8. Eigenfaces with Histogram Equalization: 8.1 Implementation: This is a heuristic technique. Histogram Equalization was performed on all the training

and testing images. Lighting changes in the images will make the image histogram to be more biased towards the higher gray values. Histogram Equalization outputs an image with a uniformly distributed histogram.
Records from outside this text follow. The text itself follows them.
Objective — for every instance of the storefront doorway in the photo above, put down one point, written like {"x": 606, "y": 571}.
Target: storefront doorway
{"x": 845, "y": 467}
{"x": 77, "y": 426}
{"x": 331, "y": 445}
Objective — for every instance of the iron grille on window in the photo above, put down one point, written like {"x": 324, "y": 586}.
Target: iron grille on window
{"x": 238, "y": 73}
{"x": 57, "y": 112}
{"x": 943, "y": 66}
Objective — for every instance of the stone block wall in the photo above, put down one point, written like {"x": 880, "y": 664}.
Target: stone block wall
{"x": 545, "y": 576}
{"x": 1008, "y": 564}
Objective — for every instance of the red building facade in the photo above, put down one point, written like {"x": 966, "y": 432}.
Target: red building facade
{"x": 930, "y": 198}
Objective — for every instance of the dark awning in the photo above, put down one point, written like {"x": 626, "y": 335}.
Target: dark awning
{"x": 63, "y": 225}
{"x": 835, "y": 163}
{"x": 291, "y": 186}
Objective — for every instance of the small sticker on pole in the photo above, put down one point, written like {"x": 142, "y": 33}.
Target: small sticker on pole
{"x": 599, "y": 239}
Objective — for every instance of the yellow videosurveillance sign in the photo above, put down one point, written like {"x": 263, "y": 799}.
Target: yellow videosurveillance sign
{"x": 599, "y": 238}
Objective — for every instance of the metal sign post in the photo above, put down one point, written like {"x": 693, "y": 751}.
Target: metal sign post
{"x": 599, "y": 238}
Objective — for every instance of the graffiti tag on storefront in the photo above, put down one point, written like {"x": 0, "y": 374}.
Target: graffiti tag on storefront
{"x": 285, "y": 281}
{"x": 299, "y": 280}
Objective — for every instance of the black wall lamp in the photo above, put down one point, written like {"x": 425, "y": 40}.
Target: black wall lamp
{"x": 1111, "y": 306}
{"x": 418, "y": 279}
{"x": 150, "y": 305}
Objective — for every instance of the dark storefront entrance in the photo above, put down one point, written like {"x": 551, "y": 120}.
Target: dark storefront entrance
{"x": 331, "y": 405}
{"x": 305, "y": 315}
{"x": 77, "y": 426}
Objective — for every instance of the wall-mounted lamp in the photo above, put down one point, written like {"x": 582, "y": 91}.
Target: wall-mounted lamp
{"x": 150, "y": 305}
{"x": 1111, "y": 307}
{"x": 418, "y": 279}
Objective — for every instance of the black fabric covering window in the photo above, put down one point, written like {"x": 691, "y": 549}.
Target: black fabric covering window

In other words, it tries to enhance the contrast of the image by spreading the histogram over the entire gray level values. This method resulted in a slight improvement in the performance, when compared with the baseline Eigenfaces approach. 8.2 Results: The performance of Histogram Equalized Eigenfaces is provided in Fig. 10 for all the test features.

Fig. 10: Performance of Histogram Equalized Eigenfaces Method on different Test Features

9. PERFORMANCE COMPARISON 9.1 Entire Face: When Entire face was used for the computation, the Image Gradient method is performing the best, followed by the Image Preprocessing Algorithm. There is a very good improvement in Eigenfaces method with Histogram Equalization. The Bayesian approach also performs in a way similar to the histogram equalized eigenfaces method. The results are shown in Fig. 11. So, this is a proof of principle that, the direction of the Image Gradient is insensitive to the changes in the lighting conditions. Even with only one training sample per person, the performance of this algorithm is around 70%. This is a very encouraging result.

Fig. 11: Comparison of Performance of all Algorithms on the Entire face Features

9.2 Parts of the Face:

The Gradient Based method performs better when the eyes were used as the feature. For nose and chin regions, Image Preprocessing method clearly outperforms other methods. For the chin regions, Bayesian method also performs well. When the number of training samples per person is more than eight, the performance of these algorithms is close to 80%. The comparison of the results is provided in Fig. 12.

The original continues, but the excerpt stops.